The average adult needs seven to nine hours of sleep per night. But just putting your head on the pillow for that long isn’t enough. You need slow-wave sleep.
Slow-wave sleep is the deepest part of sleep, and has the biggest impact on mood and performance.
So how do you make sure you get it?
Electronic devices are usually the main culprit behind people not reaching the deepest part of sleep. Many people enjoy falling asleep to TV or a video on their phone, but this actually hurts your sleep cycle.
The lights from phone screens and TVs suppress melatonin, which is the hormone that regulates sleep, and activate different parts of your brain that you may not realize, both of which keep you from getting the deep sleep you need.
So, put away electronic devices at least 30 minutes before bedtime. You should ideally shoot for an hour before bed to get the best possible sleep. The better you sleep, the better (and more motivated) you'll feel at work.

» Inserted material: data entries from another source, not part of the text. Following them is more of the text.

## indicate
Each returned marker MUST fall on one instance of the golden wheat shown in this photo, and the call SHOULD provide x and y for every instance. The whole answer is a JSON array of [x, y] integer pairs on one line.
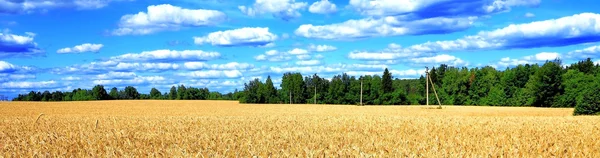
[[229, 129]]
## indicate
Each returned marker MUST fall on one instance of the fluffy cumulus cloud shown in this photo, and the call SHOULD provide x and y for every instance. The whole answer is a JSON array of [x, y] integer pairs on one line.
[[227, 66], [392, 52], [308, 62], [322, 7], [575, 29], [134, 81], [86, 47], [278, 56], [435, 8], [5, 77], [30, 6], [168, 55], [148, 61], [12, 45], [321, 48], [212, 74], [106, 66], [6, 67], [37, 85], [589, 52], [166, 17], [529, 15], [439, 59], [380, 27], [531, 59], [282, 9], [409, 73], [248, 36]]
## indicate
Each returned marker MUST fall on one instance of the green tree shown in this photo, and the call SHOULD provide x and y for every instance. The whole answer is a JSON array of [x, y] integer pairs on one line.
[[114, 93], [131, 93], [173, 93], [269, 92], [293, 84], [545, 86], [589, 104], [155, 94], [575, 84], [99, 93], [386, 82]]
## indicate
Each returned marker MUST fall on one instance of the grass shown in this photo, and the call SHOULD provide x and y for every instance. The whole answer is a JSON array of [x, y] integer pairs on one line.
[[229, 129]]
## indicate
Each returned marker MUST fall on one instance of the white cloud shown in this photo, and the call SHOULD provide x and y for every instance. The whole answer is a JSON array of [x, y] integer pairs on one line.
[[282, 9], [297, 51], [166, 17], [277, 56], [434, 8], [86, 47], [227, 66], [308, 62], [12, 45], [168, 55], [531, 59], [439, 59], [116, 75], [247, 36], [386, 54], [322, 7], [211, 74], [411, 73], [576, 29], [543, 56], [379, 27], [305, 69], [71, 78], [30, 6], [137, 80], [7, 67], [321, 48], [122, 66], [29, 85], [589, 52], [15, 77], [394, 46], [529, 15], [303, 56]]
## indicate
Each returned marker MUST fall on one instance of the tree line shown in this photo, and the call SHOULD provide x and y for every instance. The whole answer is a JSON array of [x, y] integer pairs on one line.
[[128, 93], [546, 85]]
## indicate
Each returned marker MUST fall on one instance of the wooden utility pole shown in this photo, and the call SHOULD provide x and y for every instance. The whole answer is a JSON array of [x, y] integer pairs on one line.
[[428, 81], [361, 92], [427, 84], [315, 94]]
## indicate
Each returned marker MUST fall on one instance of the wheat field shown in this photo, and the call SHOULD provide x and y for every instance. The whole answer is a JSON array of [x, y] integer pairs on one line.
[[229, 129]]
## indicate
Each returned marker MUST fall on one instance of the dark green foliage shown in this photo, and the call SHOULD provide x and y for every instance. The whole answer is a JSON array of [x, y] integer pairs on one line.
[[550, 85], [114, 93], [155, 94], [386, 81], [99, 93], [545, 87], [589, 102], [129, 93]]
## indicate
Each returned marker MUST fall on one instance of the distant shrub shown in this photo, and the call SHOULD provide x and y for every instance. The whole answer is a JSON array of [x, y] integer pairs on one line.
[[589, 102]]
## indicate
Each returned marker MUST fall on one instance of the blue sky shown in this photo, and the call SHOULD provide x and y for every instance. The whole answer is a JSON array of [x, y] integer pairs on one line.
[[222, 44]]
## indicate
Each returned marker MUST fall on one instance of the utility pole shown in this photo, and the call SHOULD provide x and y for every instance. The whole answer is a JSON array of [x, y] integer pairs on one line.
[[427, 84], [361, 92], [428, 78]]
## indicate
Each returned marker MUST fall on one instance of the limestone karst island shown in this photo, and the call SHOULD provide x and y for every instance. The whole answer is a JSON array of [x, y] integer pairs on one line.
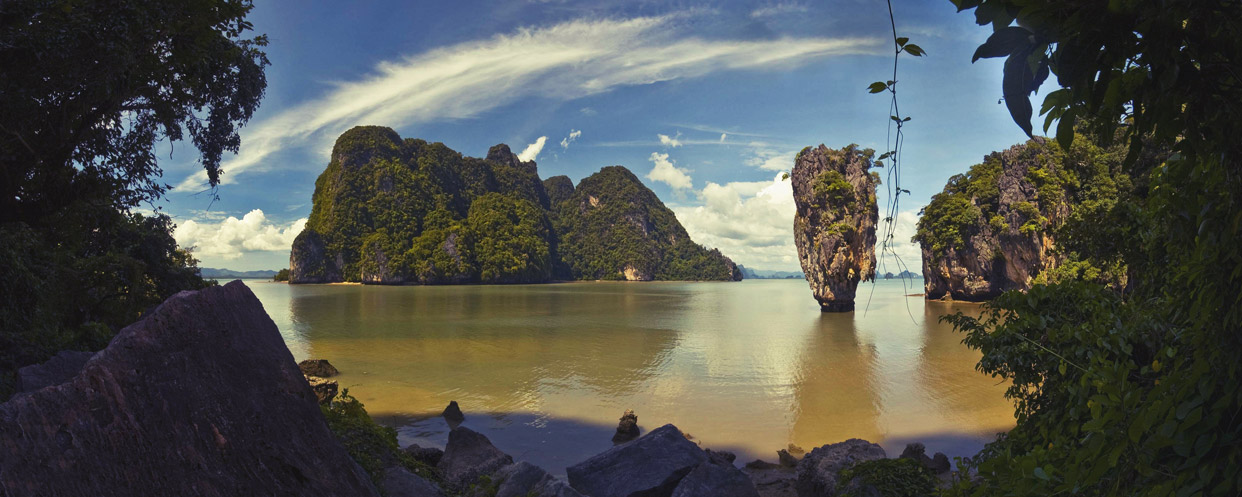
[[598, 249]]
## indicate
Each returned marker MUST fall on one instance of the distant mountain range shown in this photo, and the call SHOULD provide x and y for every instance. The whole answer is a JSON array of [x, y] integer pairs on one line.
[[211, 272], [748, 273]]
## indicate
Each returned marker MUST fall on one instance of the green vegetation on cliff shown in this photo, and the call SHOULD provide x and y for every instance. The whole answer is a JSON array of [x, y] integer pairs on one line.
[[1066, 194], [614, 227], [405, 211]]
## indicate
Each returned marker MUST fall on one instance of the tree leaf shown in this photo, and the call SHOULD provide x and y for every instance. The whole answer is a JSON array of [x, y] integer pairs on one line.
[[1005, 41]]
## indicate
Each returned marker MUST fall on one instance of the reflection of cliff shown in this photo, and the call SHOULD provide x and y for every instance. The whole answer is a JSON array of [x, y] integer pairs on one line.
[[477, 344], [945, 367], [836, 396]]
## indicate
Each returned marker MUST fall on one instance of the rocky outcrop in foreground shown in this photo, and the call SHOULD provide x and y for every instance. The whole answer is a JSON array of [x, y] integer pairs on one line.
[[200, 398], [835, 223]]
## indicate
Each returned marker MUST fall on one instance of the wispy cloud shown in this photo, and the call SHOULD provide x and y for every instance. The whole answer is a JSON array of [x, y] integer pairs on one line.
[[563, 62], [665, 172], [573, 136], [533, 149], [670, 141]]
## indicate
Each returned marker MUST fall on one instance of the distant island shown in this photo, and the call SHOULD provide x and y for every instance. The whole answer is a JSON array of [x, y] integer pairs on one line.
[[404, 211], [748, 273], [213, 272]]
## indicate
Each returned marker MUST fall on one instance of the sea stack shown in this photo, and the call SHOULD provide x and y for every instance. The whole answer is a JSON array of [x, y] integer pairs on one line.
[[835, 224]]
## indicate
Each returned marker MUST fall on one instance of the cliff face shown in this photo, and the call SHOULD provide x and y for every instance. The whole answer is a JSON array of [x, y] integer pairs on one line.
[[994, 229], [614, 227], [835, 223], [390, 211], [199, 398]]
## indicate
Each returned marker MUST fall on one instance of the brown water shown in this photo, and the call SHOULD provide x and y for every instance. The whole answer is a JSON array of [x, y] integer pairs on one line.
[[545, 370]]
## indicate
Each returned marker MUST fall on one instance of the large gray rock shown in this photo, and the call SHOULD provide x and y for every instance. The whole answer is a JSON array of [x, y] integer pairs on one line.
[[716, 480], [400, 482], [527, 480], [467, 456], [650, 466], [200, 398], [835, 221], [817, 471], [56, 370], [321, 368]]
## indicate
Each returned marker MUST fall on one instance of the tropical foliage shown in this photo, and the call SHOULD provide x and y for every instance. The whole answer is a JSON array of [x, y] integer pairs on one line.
[[401, 211], [1135, 392], [77, 155]]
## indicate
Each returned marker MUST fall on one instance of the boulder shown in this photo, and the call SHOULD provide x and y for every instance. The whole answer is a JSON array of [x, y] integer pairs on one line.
[[786, 459], [453, 414], [714, 480], [939, 464], [527, 480], [648, 466], [467, 456], [627, 429], [817, 471], [720, 457], [321, 368], [429, 456], [401, 482], [835, 221], [199, 398], [324, 390], [56, 370]]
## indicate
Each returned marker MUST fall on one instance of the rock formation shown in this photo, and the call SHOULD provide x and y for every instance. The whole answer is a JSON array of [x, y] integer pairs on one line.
[[994, 229], [614, 227], [199, 398], [627, 429], [835, 223], [817, 471], [394, 211]]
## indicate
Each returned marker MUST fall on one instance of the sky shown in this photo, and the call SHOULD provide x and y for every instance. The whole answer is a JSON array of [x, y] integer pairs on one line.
[[707, 102]]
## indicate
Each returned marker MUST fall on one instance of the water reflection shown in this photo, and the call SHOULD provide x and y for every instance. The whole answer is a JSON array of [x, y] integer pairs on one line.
[[545, 370]]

9. Celebrate small victories.
Text Request has a special Slack channel dedicated to small victories. This includes sales that we didn’t think would close, mentions by other companies, trade show news, account upgrades, and so much more.
It’s the small things that boost your spirits (and release dopamine) throughout the day. Plus, making it a point to celebrate the small things doesn’t just boost your spirits, but your co-workers' too. Seeing what others are doing in your company helps you connect with them and increases camaraderie.
Then you can all feed off each others' motivation.
Make it a point to celebrate small victories with your company as a whole, too. This can be through annual holiday parties, eating out together, and after hour activities (our office enjoys axe throwing).
Keep nudging yourself.
Work's not always going to be exciting—and that's okay. What's important is recognizing what you're mentally feeding yourself. Are you being negative and bringing yourself down when things are dull, or are you finding silver linings to keep yourself going?
All it takes is a few conscious steps to start having more days filled with motivation. What will you do first?